- Born: 18 December 1868 Palayamkottai, Tamil Nadu, India
- Died: 11 July 1955 (aged 86) Madras, Tamil Nadu, India
- Occupation: Judge
- Spouse: Masilamani Chellammal

= David Devadoss =

Indian judge (1868–1955)

Sir David Muthiah Devadoss (18 December 1868 – 11 July 1955) was an Indian judge of the Madras High Court who served as a member of the Council of State.

== Early life ==

Devadoss was born in Palayamcottah on 18 December 1868 to E. Muthiah Pillai. He studied at the C. M. S. High School, Palayamcottah and the Madras Law College and qualified for the bar from the Inner Temple.

== Career ==

Devadoss enrolled as a vakil of the Madras High Court in 1892 and became a judge in 1921. Upon retirement in 1928, Devadoss was nominated to the Council of State in New Delhi.
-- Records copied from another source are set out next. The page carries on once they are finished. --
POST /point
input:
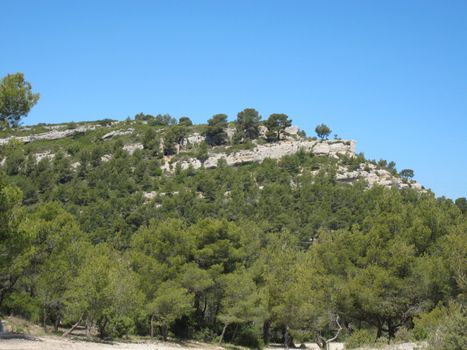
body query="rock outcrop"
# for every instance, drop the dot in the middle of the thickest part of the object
(261, 152)
(49, 135)
(374, 176)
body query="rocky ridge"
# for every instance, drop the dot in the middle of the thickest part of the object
(291, 144)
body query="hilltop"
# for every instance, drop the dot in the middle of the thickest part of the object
(247, 232)
(44, 140)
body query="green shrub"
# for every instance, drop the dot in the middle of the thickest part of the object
(451, 334)
(250, 337)
(359, 338)
(403, 335)
(122, 326)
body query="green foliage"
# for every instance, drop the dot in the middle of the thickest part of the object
(170, 303)
(276, 124)
(16, 99)
(323, 131)
(259, 249)
(185, 121)
(406, 173)
(215, 131)
(247, 124)
(359, 338)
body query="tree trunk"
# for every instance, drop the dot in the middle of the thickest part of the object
(391, 329)
(72, 328)
(152, 326)
(222, 334)
(57, 321)
(266, 329)
(44, 318)
(235, 333)
(164, 332)
(88, 328)
(379, 331)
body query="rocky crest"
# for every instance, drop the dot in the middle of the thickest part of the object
(293, 142)
(261, 152)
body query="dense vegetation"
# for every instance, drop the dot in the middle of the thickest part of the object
(262, 252)
(251, 254)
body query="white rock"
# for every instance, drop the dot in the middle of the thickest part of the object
(114, 133)
(132, 147)
(106, 157)
(43, 155)
(50, 135)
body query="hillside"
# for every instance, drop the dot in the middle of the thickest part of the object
(224, 232)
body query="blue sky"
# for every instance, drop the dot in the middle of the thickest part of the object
(390, 74)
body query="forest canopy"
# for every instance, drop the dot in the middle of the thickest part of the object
(273, 251)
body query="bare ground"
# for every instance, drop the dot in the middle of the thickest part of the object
(59, 343)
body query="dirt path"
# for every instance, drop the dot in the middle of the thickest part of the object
(58, 343)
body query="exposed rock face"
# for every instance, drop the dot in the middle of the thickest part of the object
(272, 151)
(132, 147)
(193, 139)
(47, 154)
(374, 176)
(117, 133)
(50, 135)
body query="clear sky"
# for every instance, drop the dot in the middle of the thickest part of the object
(390, 74)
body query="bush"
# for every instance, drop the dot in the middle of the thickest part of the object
(122, 326)
(359, 338)
(403, 335)
(451, 334)
(250, 337)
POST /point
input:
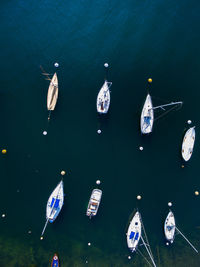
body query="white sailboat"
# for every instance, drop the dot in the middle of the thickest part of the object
(103, 98)
(52, 94)
(134, 232)
(188, 143)
(170, 227)
(54, 204)
(94, 203)
(147, 115)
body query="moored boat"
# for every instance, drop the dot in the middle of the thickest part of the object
(170, 227)
(147, 116)
(55, 202)
(52, 95)
(103, 98)
(134, 232)
(94, 203)
(54, 205)
(188, 143)
(55, 261)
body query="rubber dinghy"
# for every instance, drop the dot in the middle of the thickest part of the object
(55, 261)
(103, 98)
(188, 144)
(94, 203)
(147, 116)
(170, 227)
(134, 232)
(52, 95)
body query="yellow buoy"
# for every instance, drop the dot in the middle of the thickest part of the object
(62, 172)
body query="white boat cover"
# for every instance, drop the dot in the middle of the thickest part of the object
(52, 93)
(188, 143)
(147, 116)
(170, 227)
(94, 202)
(134, 232)
(103, 98)
(55, 202)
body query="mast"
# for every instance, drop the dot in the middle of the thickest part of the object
(170, 104)
(187, 240)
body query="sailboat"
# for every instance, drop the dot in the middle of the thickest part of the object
(188, 143)
(170, 227)
(103, 98)
(52, 94)
(55, 261)
(147, 115)
(170, 230)
(54, 204)
(94, 203)
(134, 234)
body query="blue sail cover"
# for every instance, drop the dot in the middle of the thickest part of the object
(147, 120)
(56, 205)
(132, 235)
(136, 236)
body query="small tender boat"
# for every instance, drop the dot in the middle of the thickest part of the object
(103, 98)
(94, 202)
(170, 227)
(55, 261)
(134, 232)
(54, 204)
(52, 93)
(188, 143)
(147, 116)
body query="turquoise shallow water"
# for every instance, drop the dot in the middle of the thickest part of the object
(158, 39)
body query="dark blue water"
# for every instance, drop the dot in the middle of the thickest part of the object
(139, 39)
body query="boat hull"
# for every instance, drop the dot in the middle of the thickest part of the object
(188, 144)
(170, 227)
(52, 95)
(134, 232)
(55, 261)
(55, 202)
(103, 98)
(94, 203)
(147, 116)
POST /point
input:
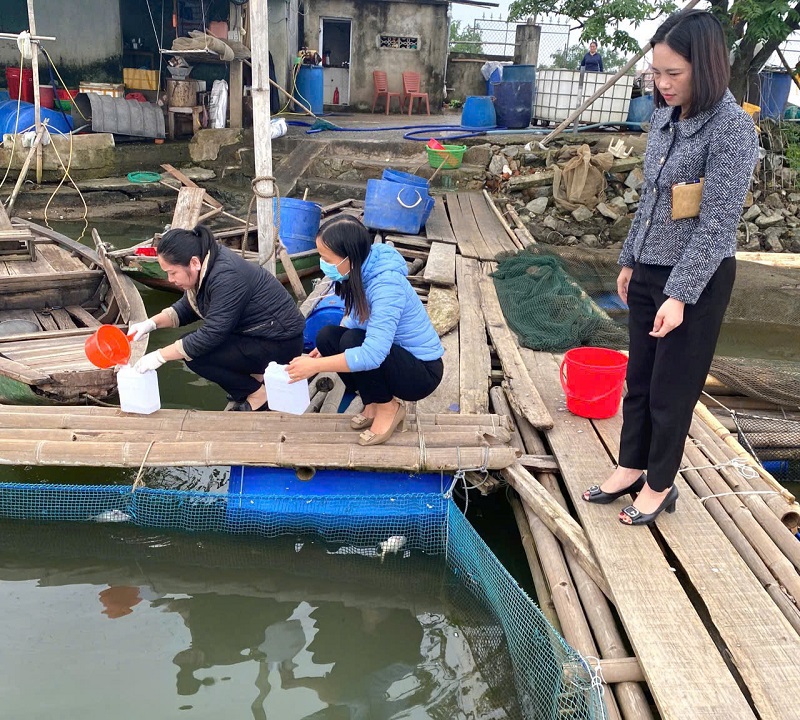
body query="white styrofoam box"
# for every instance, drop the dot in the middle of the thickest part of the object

Devadoss was knighted in the 1932 New Year Honours.

== Personal life ==

Devadoss married Masilamoney Chellammal, the daughter of J.T. Srinivasagen Pillai. She died in 1948. David Devadoss died in Madras on 11 July 1955, at the age of 86. Their children were Seetha, Muthamma, Vedha, and Muthukrishnan. Only Vedha married Raja Rhenius. They had one son, Jayanth Rhenius.